Aberrant activation of a Wnt–β-catenin signaling pathway is associated with tumor progression in a variety of human cancers.^44,45  The Wnt pathway perturbations have also been found to be involved in MM cell growth control.^46,47  Derksen et al⁴⁷  reported that MM cells overexpress β-catenin. They have shown that stimulation of Wnt signaling promotes proliferation of MM cells, whereas disruption of Wnt signaling by dominant-negative TCF/LEF inhibits MM cell proliferation. Given the oncogenic potential of Wnt signaling, sFRPs secreted from MM cells could be considered as tumor suppressors. However, Yaccoby et al⁴⁸  reported that mature osteoblasts suppress MM cell growth, whereas immature stromal cells support MM cell growth and survival. Therefore, suppression of osteoblast maturation by Wnt antagonists secreted from MM cells may provide favorable conditions for MM growth. In addition, sFRP-2 expression has been reported in malignant glioma cells,⁴⁹  suggesting that sFRP-2 expression is not specific to MM.

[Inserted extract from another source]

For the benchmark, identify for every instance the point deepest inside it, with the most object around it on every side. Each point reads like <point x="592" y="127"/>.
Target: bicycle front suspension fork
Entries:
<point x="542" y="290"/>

In addition to its effect on bone formation, a Wnt pathway is essential for self-renewal of hematopoietic stem cells⁵⁰  and erythropoiesis,^51,52  as well as early T- and B-cell development.⁵³  Aberrant overproduction of soluble Wnt antagonists by MM cells in the BM microenvironment may therefore impair not only bone formation but also normal processes of hematopoiesis. Such versatile effects of Wnt antagonists in the BM microenvironment of patients with MM may also contribute to the wide spectrum of clinical features including anemia, suppression of immunoglobulin production, and reduced T-cell function.

We thank Ms Momoko Nitta, Hiroe Amou, and Asuka Oda for their expert technical assistance.